Kristina Nikolaeva Georgieva

Redacción Jurídica de Sepín

La Ley 2/2017, de 21 de junio, que modificó la Ley 1/1996, de 10 de enero, de Asistencia Jurídica Gratuita, establece en su art. 1 que “El servicio de asistencia jurídica gratuita será obligatorio en los términos previstos en esta ley”. Sigue diciendo, en su art. 22, que dichos profesionales “tendrán derecho a una compensación que tendrá carácter indemnizatorio”, y, en el art. 25 que se establecerán “los requisitos generales mínimos de formación y especialización necesarios para prestar los servicios obligatorios de asistencia jurídica gratuita, con objeto de asegurar un nivel de calidad y de competencia profesional que garantice el derecho constitucional a la defensa.

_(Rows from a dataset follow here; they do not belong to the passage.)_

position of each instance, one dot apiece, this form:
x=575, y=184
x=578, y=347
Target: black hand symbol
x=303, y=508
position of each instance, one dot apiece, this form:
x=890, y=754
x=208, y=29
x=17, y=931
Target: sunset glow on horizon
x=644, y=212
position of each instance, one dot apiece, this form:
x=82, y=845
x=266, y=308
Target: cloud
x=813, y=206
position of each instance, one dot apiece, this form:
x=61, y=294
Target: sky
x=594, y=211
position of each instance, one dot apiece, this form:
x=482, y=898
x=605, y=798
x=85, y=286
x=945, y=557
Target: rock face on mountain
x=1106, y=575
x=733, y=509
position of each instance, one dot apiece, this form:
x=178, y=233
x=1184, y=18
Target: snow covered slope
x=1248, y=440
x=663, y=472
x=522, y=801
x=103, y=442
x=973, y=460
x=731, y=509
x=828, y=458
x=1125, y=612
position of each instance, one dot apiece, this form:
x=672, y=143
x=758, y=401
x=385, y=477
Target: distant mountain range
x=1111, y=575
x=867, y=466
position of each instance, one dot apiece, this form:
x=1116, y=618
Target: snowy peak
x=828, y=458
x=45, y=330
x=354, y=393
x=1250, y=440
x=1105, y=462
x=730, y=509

Dichos requisitos serán de obligado cumplimiento para todos los Colegios Profesionales”.

A raíz de la aprobación de dicha Ley, ha surgido polémica en relación con la obligatoriedad de que los Colegios de Abogados y Procuradores formen parte del servicio de asistencia jurídica gratuita.

Por dicha razón, interpusieron recurso de inconstitucionalidad n.º 4578/2017, con fecha 21 de septiembre de 2017, 50 diputados del Grupo Parlamentario Confederal de Unidos Podemos-En Comú Podem-En Marea en el Congreso de los Diputados, contra los apartados uno, dos, cuatro y cinco del artículo único de la Ley 2/2017 antes mencionada.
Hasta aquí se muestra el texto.